Proposed changes to the Companies Act could soon require companies to disclose the identities of their shareholders.
The Companies Amendment Bill, which was published for comment in September, contains a planned amendment that would require companies to file a copy of their securities register, which contains details of shareholders, with the Companies and Intellectual Property Commission (CIPC).
Currently, the Companies Act only requires companies to provide the CIPC with limited information, including an annual return and directors’ information. Although companies must keep a securities register, they are not required to file it with the CIPC, Vivien Chaplin, a partner at Hogan Lovells, explains.
Although the securities registers of listed companies are maintained by Strate (South Africa’s Central Securities Depository), such records are not generally available to the public. The proposed amendments to the Companies Act will apply to all companies and, if it is implemented, may result in shareholder information of both private and public companies becoming readily available to the public.
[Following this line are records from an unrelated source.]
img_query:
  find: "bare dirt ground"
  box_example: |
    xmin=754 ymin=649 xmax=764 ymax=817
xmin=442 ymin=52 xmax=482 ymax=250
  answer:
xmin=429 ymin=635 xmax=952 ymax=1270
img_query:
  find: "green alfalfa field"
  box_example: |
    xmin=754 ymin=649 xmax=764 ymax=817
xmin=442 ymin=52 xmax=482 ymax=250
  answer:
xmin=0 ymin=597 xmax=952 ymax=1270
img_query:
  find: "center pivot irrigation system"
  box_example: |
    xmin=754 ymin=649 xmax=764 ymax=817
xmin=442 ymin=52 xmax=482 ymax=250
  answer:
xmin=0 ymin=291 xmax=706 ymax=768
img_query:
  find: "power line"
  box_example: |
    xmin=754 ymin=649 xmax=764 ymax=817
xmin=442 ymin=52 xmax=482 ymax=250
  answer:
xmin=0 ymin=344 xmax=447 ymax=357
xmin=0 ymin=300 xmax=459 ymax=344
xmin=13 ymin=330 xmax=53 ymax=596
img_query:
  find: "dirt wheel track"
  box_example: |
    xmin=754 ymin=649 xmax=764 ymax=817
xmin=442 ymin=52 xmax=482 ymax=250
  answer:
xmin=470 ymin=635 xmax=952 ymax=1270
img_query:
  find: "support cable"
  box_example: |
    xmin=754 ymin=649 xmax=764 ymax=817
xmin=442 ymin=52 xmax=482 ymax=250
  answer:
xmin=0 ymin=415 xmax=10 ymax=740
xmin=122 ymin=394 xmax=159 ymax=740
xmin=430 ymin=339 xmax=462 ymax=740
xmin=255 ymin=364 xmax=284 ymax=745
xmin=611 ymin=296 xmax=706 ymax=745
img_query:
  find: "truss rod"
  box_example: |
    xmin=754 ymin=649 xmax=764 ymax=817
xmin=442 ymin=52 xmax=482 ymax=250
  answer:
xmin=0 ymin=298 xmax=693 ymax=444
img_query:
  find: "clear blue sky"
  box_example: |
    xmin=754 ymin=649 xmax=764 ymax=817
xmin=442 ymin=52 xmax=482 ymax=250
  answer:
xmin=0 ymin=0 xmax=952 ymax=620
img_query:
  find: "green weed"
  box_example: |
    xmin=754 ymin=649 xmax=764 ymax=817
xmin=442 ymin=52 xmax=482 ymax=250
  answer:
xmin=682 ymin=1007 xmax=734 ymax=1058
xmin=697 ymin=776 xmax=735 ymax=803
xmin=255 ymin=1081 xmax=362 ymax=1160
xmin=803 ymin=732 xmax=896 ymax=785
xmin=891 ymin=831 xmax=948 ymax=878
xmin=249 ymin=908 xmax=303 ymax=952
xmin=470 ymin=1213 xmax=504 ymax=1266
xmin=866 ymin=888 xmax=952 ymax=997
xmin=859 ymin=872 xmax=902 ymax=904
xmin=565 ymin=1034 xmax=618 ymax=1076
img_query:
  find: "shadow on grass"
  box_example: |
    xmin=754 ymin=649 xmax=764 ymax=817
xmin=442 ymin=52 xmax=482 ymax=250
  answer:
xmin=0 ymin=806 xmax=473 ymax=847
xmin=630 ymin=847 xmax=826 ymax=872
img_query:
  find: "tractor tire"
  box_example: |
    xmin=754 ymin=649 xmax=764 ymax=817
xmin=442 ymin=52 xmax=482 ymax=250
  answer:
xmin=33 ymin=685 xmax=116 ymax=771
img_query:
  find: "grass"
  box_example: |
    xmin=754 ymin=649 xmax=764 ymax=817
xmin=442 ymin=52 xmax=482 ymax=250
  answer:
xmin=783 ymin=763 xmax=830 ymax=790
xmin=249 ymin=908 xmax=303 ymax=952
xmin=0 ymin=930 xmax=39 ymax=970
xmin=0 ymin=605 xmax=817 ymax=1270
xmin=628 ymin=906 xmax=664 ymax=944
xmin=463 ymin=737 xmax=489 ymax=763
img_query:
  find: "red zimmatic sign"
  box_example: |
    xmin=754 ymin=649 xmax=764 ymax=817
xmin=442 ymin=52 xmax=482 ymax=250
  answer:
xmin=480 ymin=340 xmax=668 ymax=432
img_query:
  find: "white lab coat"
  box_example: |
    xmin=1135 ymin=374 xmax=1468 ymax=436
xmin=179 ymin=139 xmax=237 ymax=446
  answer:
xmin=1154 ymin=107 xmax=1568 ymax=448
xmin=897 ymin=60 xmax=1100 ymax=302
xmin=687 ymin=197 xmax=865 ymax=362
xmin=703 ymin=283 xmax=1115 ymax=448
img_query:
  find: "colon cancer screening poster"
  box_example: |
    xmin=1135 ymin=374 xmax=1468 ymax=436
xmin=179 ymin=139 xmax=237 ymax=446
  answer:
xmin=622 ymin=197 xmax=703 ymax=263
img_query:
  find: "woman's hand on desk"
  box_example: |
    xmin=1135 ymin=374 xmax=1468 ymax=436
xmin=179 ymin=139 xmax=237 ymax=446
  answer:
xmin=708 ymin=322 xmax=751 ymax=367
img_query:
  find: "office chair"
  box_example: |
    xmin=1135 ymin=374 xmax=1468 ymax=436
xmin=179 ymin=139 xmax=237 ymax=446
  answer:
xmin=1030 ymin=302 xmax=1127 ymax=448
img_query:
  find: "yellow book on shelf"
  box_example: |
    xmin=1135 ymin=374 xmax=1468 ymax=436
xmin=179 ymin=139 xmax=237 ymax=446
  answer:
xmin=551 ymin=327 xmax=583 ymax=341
Chaplin says although shareholders and third parties have always had the right to access the securities register of a company, they would likely have had to jump through several hoops.
Transparency versus privacy
The move is in line with international trends that try to balance greater transparency and privacy concerns.
“With international money laundering, with crime, with corruption, with international terrorism, I think the whole world has been having these debates about whether or not this kind of information should be disclosed,” she says.
In South Africa, the issue may be even more pertinent against the background of widespread corruption. Journalists have often had to join the dots even amid limited publicly available ownership information.
Yet it is not entirely clear how public the information will be. While anyone can easily gain access to the names of directors and addresses online, this is not the case when it comes to a deeper level of content such as a company’s Memorandum of Incorporation. Following a written request, it can take between six and eight weeks to obtain such a document from the CIPC, according to Chaplin.
Annual returns also do not become publicly available knowledge, adds Hogan Lovells associate Darryl Jago.
“We are also debating what the true intention is behind this,” he says.
It could be that the South African Revenue Service (Sars) wants to track transfers of shares within certain companies, but the proposal may also allow for the identification of politically exposed persons who may have conflicts of interests due to their shareholding, Jago adds.
Not just names and addresses
While a securities register would normally list the names and addresses of shareholders and the number of shares issued, it is not only limited to shares.
“There has been a proposed change in the bill which defines securities as ‘shares, debentures and any options in respect thereof’,” says Jago. “So this could possibly extend to things like convertible preference shares, share loans and similar funding instruments.”
But finding a balance between increased transparency and privacy is a fine line to walk.
Chaplin says as long as there is a level playing field, more disclosure is a positive development, but there is also a risk that the information could be abused.
“I think there will be a bit of a dichotomy in respect of how this is received, and it will be welcomed by some and naturally feared by a few,” Jago says.
With widespread concerns about corruption in South Africa it would be great to see exactly what public figures own, instead of relying on parliamentary disclosures which are often half-baked, Chaplin adds.
“I think from a political, sound democracy perspective, it does add an extra check and balance.”
While the proposal may be unpopular with very wealthy shareholders of private companies who may prefer to fly under the radar, it will no doubt strike fear in those with something to hide.
Jago says it is quite likely that the proposal will become law. The Companies Act has in many ways been informed by developments in the international law environment. If that is anything to go by, the amendment will probably be implemented.
The deadline for comments is November 20.